Un hito nefasto que evidencia aún más la necesidad de evaluar la naturaleza y la responsabilidad de las redes sociales para cualquier estado de derecho que se precie de serlo. También, su papel en la estabilidad de la democracia misma y en el mantenimiento del régimen de libertades en el que precisamente han sido desarrolladas. Su carácter monopolístico, sólo alcanzado gracias a la complicidad con el poder público, nunca fruto de la libre competencia, como sostienen los socialistas de todos los partidos. Y su arrogada función inquisitorial, por la que, al filtrar qué se puede decir, pretenden moldear qué se nos permite pensar. Ese es el centro mismo de su rol como instrumento ideológico para atacar por medio de la censura, el escarnio o el silencio a la mayoría de la población en beneficio de unos pocos, nunca derivado de su actividad empresarial, como creen algunos dogmáticos de hombros encogidos que reparten carnés de liberal.

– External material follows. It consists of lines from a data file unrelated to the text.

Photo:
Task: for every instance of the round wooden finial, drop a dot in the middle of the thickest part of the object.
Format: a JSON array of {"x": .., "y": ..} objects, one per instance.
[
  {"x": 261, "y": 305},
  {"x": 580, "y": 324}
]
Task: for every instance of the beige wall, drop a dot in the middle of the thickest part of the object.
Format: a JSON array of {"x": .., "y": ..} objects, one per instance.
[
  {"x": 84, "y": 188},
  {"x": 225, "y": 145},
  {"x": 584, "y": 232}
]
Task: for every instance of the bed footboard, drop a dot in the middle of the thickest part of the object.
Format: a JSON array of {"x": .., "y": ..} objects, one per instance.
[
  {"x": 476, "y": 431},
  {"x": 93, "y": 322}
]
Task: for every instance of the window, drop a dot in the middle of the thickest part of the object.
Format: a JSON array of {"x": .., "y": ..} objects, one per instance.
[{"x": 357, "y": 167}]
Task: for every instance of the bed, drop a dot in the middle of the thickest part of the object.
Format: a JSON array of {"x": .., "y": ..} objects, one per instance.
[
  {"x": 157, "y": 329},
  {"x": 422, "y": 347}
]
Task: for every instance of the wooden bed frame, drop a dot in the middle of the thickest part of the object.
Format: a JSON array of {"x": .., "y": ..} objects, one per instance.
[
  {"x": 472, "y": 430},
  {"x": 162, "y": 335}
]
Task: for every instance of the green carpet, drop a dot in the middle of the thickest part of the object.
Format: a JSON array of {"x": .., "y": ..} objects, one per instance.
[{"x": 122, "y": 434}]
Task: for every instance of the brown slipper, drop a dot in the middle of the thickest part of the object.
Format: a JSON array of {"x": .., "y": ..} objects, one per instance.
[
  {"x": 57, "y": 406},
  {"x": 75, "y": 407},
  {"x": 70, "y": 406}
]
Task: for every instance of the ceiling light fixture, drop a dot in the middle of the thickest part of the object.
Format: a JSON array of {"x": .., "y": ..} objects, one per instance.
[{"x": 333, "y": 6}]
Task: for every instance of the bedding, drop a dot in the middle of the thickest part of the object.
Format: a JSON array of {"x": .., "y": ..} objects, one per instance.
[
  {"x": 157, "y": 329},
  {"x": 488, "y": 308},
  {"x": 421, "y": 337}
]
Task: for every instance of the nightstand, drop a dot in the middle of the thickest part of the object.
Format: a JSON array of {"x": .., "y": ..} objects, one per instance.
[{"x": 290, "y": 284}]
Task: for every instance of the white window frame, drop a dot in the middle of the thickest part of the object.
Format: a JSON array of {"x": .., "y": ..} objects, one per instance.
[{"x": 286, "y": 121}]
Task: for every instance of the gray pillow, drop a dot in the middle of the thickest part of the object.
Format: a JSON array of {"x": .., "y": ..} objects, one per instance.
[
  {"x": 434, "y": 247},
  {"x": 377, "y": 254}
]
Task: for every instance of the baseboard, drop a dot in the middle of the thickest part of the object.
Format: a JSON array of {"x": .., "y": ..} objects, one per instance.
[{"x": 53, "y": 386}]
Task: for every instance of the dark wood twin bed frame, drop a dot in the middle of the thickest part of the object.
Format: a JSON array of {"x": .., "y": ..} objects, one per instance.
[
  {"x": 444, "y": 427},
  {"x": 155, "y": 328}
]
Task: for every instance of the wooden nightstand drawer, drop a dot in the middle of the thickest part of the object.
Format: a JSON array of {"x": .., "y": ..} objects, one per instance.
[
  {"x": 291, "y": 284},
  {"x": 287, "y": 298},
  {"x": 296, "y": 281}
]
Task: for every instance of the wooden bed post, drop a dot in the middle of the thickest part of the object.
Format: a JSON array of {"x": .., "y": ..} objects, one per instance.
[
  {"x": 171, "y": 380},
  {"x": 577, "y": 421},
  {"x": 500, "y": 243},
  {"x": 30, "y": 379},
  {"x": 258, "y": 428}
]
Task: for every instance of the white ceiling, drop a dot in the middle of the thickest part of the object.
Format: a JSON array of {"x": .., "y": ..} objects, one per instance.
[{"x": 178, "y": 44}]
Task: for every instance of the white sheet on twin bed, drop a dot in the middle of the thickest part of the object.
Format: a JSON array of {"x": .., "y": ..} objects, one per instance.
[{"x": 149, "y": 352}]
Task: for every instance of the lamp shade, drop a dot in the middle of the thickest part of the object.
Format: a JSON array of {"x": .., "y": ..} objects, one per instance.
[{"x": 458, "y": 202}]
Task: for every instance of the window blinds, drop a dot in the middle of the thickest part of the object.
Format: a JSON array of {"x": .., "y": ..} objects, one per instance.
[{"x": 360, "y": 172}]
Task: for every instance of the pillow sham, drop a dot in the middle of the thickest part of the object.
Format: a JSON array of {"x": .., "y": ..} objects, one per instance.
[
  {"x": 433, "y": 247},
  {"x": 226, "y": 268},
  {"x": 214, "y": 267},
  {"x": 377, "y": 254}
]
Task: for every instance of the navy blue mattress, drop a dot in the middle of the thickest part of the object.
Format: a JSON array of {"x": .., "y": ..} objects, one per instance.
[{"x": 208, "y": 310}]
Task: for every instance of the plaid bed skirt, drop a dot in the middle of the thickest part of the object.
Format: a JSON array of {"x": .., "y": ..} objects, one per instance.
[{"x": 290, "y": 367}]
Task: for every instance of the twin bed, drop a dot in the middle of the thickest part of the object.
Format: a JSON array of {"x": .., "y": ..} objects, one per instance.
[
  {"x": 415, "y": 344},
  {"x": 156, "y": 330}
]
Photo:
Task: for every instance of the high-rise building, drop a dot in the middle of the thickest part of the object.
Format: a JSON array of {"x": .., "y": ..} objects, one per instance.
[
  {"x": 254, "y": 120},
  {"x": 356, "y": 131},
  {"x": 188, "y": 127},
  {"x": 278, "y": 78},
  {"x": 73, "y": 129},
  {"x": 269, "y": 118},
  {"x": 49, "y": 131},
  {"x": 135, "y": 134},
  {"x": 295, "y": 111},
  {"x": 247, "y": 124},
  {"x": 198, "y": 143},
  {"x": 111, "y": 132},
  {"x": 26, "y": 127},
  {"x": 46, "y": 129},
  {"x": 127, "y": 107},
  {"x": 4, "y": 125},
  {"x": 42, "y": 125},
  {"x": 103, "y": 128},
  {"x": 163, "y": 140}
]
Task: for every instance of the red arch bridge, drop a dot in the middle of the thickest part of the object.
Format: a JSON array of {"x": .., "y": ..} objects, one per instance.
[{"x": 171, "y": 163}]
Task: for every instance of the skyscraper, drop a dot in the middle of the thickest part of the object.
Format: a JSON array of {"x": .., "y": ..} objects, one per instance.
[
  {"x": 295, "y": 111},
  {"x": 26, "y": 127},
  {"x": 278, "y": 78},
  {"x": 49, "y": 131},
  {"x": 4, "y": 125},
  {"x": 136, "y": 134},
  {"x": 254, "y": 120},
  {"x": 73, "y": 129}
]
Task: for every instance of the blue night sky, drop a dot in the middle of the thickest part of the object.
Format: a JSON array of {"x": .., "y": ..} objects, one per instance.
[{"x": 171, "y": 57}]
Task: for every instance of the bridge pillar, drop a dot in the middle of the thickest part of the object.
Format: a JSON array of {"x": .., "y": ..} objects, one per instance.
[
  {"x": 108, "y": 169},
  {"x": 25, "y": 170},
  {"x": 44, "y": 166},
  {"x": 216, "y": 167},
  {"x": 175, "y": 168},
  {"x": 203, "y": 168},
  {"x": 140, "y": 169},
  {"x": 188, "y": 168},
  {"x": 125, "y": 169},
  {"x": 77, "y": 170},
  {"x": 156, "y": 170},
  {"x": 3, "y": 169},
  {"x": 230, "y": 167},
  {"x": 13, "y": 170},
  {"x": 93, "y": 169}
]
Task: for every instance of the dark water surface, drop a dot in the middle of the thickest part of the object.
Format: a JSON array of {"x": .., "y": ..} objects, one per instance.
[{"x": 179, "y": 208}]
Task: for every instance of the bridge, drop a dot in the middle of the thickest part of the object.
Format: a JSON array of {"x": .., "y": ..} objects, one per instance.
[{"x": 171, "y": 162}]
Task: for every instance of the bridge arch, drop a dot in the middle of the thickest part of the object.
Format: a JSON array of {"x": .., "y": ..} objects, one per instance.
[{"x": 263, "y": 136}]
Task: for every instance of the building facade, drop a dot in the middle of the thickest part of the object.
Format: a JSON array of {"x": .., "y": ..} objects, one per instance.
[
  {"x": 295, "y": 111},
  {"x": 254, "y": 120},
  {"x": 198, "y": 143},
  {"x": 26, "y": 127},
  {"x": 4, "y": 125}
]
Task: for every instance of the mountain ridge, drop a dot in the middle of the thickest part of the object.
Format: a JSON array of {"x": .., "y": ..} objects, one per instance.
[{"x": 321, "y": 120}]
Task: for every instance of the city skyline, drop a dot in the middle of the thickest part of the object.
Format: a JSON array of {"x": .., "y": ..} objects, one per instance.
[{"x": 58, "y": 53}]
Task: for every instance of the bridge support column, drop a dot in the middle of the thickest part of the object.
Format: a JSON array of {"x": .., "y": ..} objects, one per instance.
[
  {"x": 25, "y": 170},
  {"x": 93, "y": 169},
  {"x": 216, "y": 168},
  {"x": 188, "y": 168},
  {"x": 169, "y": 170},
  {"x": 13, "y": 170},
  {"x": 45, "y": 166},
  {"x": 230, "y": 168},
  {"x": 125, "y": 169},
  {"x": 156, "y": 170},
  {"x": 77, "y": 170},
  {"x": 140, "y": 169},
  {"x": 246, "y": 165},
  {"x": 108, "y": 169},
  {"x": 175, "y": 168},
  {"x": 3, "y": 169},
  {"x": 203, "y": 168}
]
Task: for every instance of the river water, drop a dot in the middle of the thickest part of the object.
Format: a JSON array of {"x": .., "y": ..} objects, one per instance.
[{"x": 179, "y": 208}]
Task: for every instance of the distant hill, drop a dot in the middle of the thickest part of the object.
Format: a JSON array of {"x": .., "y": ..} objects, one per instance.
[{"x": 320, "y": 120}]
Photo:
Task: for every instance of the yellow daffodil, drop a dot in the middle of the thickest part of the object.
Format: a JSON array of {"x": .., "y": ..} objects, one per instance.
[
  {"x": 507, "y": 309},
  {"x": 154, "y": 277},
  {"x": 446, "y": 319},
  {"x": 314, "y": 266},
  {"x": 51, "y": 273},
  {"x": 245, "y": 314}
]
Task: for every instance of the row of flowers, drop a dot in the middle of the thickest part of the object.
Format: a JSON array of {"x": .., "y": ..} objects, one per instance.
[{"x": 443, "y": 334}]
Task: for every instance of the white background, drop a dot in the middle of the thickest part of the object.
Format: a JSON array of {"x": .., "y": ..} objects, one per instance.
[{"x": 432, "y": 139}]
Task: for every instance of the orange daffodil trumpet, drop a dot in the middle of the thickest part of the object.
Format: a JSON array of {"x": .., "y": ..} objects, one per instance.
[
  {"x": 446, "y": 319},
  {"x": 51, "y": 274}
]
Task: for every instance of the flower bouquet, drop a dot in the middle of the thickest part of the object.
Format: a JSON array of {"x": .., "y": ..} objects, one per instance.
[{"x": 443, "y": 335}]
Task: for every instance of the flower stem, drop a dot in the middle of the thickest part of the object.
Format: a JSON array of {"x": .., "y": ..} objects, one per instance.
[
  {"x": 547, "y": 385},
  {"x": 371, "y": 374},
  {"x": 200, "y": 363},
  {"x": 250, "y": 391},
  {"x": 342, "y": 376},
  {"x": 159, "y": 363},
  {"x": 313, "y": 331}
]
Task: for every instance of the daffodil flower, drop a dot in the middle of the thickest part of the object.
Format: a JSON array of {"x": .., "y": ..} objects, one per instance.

Demostrado hasta el extremo que las redes sociales no han honrado el privilegio que les otorgó la Sección 230 en los Estados Unidos y la ausencia normativa en Europa, lejos de todo prejuicio, urge garantizar que su relación con la ciudadanía respete la libertad de expresión y, aún más, de conciencia. La libertad en el más elemental de sus grados. Hace tiempo que las grandes empresas tecnológicas no ofrecen plataformas a sus usuarios, sino órganos de manipulación a sus amos. A través de la censura, seleccionan contenidos, editan el mensaje. Ya no son canales. Son medios. Y como tales habrán de ser tratadas. Al funcionar así, carece de sentido que disfruten unas prerrogativas vetadas a la competencia. Censurar contenidos y perfiles concretos implica respaldar los publicados. La ausencia de responsabilidad legal de las redes sociales y sus editores sobre esos mensajes es una amenaza para la democracia.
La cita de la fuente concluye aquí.